Moving frail elderly to another care home is tricky, patient’s organisation warns

Young person holding old person's hand.

The children of parents in nursing homes on a government list of poor performers should not rush to move their family members elsewhere, patients’ federation NPCF said on Wednesday.

It is extremely difficult to move frail elderly people and they are often unable to cope with the change, the NPCF told broadcaster NOS.

On Wednesday the health minister published a list of 150 nursing home foundations which have given cause for concern, including 11 which are under intense official supervision because of their poor standards.
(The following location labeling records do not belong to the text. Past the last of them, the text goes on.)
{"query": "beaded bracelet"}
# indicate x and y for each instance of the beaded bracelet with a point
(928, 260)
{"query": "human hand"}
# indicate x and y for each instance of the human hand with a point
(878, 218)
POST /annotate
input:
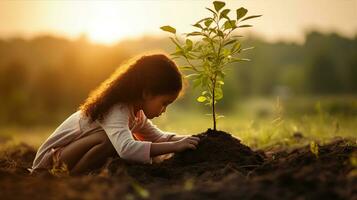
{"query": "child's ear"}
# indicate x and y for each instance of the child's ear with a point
(146, 95)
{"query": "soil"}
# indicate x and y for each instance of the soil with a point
(220, 168)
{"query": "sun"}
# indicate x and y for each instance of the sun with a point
(108, 22)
‘Be sensible, go and check out what the home is like,’ director Dianda Veldman told NOS. ‘Do you feel that your mother or father is in good hands or that things are not going well?’ Children with concerns, she said, should talk with the home’s patient council before taking any action.


The inspectors list focuses on safety aspects not how people are actually treated, Veldman said. ‘People are often satisfied with how they are being looked after. This [list] is more about checks on medicine. Is Mrs Jansen being given the medicine she needs?’

Several institutions on the list have said the inspectorate’s information is not up to date and that it does not include improvements made since April.

Junior health minister Martin van Rijn said that inspectors are on top of the conditions in nursing homes so that the alarm can be sounded early. In general, the sector is performing well, he said. ‘But this transparency is in the interests of everyone,’ he said.